Evaluating web-capable AI models requires a deterministic (i.e., consistent and repeatable) yet realistic environment that mimics actual browser experiences. Models should be assessed on their ability to take meaningful actions—like emulating a checkout process—without causing real-world consequences.

Currently, no such standardized environment exists. Real websites are non-deterministic, with dynamic content, variable UIs, authentication walls, and unpredictable behaviors. They’re also risky to test on directly.

REAL Evals is a curated collection of simulated websites that faithfully replicate the core interaction patterns of real-world sites.
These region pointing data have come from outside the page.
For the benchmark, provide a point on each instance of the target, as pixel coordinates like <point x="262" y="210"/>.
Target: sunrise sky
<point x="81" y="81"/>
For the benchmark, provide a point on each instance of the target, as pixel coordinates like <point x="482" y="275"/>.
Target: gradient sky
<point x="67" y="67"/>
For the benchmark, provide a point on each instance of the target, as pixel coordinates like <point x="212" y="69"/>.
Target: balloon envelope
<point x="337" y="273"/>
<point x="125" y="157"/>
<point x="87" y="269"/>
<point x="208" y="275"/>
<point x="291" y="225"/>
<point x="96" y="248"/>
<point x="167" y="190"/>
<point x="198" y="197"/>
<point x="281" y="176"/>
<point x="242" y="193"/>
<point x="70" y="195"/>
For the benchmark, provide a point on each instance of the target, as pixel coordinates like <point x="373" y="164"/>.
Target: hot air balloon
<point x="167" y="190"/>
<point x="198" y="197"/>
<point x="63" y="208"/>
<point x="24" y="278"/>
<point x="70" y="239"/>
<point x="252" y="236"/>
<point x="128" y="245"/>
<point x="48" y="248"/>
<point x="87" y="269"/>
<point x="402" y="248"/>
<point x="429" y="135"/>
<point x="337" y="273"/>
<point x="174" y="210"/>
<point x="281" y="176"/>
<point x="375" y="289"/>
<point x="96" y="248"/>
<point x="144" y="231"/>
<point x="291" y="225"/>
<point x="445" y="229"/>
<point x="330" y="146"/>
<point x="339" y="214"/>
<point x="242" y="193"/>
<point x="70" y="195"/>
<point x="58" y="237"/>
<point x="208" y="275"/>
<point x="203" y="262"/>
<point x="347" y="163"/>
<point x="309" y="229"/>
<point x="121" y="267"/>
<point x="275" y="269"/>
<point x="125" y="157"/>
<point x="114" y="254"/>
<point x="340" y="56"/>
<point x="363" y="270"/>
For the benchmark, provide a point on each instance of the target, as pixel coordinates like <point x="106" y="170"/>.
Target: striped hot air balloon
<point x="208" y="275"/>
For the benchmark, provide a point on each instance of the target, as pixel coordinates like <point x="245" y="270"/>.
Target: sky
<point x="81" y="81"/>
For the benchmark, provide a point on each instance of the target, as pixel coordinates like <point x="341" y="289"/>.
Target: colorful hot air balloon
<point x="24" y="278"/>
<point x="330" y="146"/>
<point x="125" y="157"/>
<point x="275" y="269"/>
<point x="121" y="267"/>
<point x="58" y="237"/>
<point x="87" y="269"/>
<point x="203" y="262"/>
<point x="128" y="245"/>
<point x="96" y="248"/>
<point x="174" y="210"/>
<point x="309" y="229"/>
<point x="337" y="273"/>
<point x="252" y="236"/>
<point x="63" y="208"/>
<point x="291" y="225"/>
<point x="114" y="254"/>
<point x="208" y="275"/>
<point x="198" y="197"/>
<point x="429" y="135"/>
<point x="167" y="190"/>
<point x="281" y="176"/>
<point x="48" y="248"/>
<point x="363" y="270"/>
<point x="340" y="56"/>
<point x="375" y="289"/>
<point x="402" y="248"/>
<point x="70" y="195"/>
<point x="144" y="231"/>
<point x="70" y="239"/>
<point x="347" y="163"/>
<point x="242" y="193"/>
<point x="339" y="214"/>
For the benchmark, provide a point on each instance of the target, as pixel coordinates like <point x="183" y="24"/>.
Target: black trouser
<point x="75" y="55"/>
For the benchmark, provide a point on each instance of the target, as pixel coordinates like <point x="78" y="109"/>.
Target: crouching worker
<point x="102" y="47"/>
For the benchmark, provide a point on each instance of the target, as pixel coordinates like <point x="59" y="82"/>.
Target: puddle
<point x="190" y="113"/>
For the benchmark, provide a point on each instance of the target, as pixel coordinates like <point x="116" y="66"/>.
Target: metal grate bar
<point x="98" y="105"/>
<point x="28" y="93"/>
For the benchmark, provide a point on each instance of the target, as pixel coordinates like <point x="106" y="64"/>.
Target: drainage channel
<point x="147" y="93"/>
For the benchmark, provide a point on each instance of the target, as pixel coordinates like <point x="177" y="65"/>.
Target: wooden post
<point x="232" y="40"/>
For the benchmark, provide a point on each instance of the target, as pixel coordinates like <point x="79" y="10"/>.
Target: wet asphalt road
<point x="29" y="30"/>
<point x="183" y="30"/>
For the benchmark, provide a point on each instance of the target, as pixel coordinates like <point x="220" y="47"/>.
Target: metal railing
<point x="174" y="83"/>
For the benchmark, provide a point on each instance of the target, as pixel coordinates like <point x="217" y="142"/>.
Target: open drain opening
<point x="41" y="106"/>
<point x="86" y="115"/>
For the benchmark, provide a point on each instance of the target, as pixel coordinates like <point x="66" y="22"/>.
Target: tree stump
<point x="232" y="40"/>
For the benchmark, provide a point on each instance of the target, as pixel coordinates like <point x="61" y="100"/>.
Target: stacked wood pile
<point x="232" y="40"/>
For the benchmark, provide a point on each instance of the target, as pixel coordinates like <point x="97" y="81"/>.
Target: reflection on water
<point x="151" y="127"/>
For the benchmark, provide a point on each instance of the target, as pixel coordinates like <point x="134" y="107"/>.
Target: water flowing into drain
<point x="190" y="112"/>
These sites are pre-configured with fixed content, allowing for consistent and repeatable evaluations.

Each evaluation includes:

A simulated website mirroring a real-world experience
A set of questions, tasks, or prompts
Evaluation logic based on either the final answer (for information tasks) or the programmatic review of the website’s state after actions are taken.

We’ve also included edge cases like loading errors, latency, and pop-ups to better mirror real user experiences.

Importantly, the REAL Benchmark is built to accommodate “black box” systems—agents that use proprietary interaction methods rather than predefined actions or screens. As long as the system can:

Navigate to a starting page before handing control to the AI agent, and
Navigate to a final page to capture the model’s answer or action result,

…it can be evaluated using REAL.

Participate

We are actively seeking feedback and collaboration to provide the initial baselines for state‑of‑the‑art browser‑agent models to the public and academic community.

Our team would love the opportunity to work with you, sharing access to the websites, challenge sets, and SDKs. Please email us at participate@realevals.xyz if you are interested.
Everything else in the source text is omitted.